ヘパラナーゼ活性化機構の解析を目的として、ヘパラナーゼmRNAの定量法をRT-PCR法で検討を行った。様々なプライマーの組み合わせを試行した結果,活性型ヘパラナーゼの全ての配列を含む条件で最適化することができた。この方法を用いて、様々なヒト培養細胞におけるヘパラナーゼの発現量を比較した結果,正常肺繊維芽細胞であるWI-38細胞においては発現量が低く、また、ほとんどの培養がん細胞では発現の亢進がみられた。しかし、肝細胞がん由来のHepG2細胞においてはその発現レベルが低く,正常細胞であるWI-38細胞と同程度であった。また、ヘパラナーゼ阻害剤の探索系に用いる酵素を過剰発現細胞から得るために,ヘパラナーゼ過剰発現細胞の樹立を試みた。最初にヒト肺がん細胞のA549細胞から、全長のヘパラナーゼ遺伝子のクローニングを行った。配列を確認後、C末端にMycとHisのタグをつけた哺乳類発現用ベクターにサブクローニングをした。
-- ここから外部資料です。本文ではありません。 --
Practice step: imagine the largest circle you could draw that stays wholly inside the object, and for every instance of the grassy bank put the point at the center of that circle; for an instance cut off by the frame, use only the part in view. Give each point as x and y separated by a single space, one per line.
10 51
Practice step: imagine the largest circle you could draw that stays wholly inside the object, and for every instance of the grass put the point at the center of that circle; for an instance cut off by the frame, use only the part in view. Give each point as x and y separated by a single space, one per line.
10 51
現在、ヘパラナーゼ低発現細胞であるHepG2細胞に遺伝子を導入し,ヘパラナーゼ高発現細胞のクローン化を行っている。

ヘパラナーゼ activeness institutions の parsing を purpose として, ヘパラナーゼ mRNA の quantitative method を rt-pcr method で検 line for をった. Others 々なプライマーの group み close わせを trial した as a result, the activity type ヘパラナーゼの full ての match column を optimal conditions including むですることができた. この way を with いて, others 々なヒト culture cell におけるヘパラナーゼのを発 now quantity comparing した as a result, the normal lung 繊 d bud cells である WI - 38 cells においては発 now が low く, また, ほとんどの cultivate がん cells では発 is の hyperthyroidism がみられた. しかし, liver cell がん origin の HepG2 cells においてはその発 now レベルが low く, normal cells である WI - 38 degree of cell と with であった. また, ヘパラナーゼ resistance against tonic の exploration department にいる enzyme を through turning 発 now cells から have るために, ヘパラナーゼ before turning 発 now try cell の establish をみた. Initial にヒト lung がのん cells A549 cells から, span のヘパラナーゼ heritage 伝 son のクローニングを line った. With column を confirmed, C terminal に Myc と ihs のタグをつけた mammals 発 current ベクターにサブクローニングをした. Now, ヘパラナー low ゼ発 now cell である HepG2 cells に heritage 伝を import し, ヘパラナーゼ high 発 now cells のクローン change line をっている.